Jane Yolen, |
illustrated by Charles Mikolaycak,
(Harcourt Brave Jovanovich, 1990)
Any fan of Fairport Convention or Steeleye Span is likely familiar with the Scottish ballad of Tam Lin, the mortal captive of the faery queen who seduces a wayward girl before turning to her for salvation from his fate.
Noted author Jane Yolen gives the oft-sung tale new life in an illustrated volume ostensibly for children, but well-suited for the collection of any adult who enjoys a good tale well told. Artwork by Charles Mikolaycak is a bonus.
Yolen has had plenty of experience honing her storyteller's flair for writing, and it shines through in her lyrical prose here. She adds plenty of detail to the story as well, fleshing out the characters and settings for a much fuller tale. Now, for instance, we don't simply know not to go to Carterhaugh; we know that Carterhaugh is an abandoned castle, and we know what it looks and even smells like. We also know what has happened to those who ignored the warnings even before our willful heroine gets involved in the story.
But of course we cannot do without Jennet (now with a surname, MacKenzie), who is more the star of Tam Lin than Tam Lin himself. She goes to Carterhaugh despite the cautious apprehensions of her parents. There she picks the rose that calls Tam Lin -- the boyhood friend of her father's father's father -- back from "the land of the Ever-Fair," where he has been a captive of the faeries for lifetimes.
Here Yolen varies somewhat from the ballad, which was intended for a different audience than today. Tam Lin and Jennet do nothing more than kiss, and she certainly is not impregnated during their meeting. (In the original version, her carrying his child was a vital part of the rescue to follow.) Suffice it to say, they fall in love in the way only storybook characters can, and she vows to save him from his impending fate, when his faery captors give him as a tithe to Hell.

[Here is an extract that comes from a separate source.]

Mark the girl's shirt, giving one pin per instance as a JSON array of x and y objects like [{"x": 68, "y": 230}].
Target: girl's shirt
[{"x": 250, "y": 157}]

Although slightly sanitized, Yolen's retelling of Tam Lin is an excellent prose adaptation of the old song. It's certainly easier to follow the story than it is even through repeated listenings of a modern recording of that centuries-old ballad.
Mikolaycak's art is lush and colorful, well-suited to the tone and style of the story, with windswept tartans and misty brambles giving life to the Scottish landscape. The only flaw is his depiction of the faeries themselves -- except for a green horse among the riders, there is nothing extraordinary or inhuman about them, and the faeries of Celtic lore demand some sense of otherness in their portrayal.
Still, for reading to a child or reading to one's self, Jane Yolen's Tam Lin is an excellent addition to the shelf. Folklore collectors in particular should not pass this one by!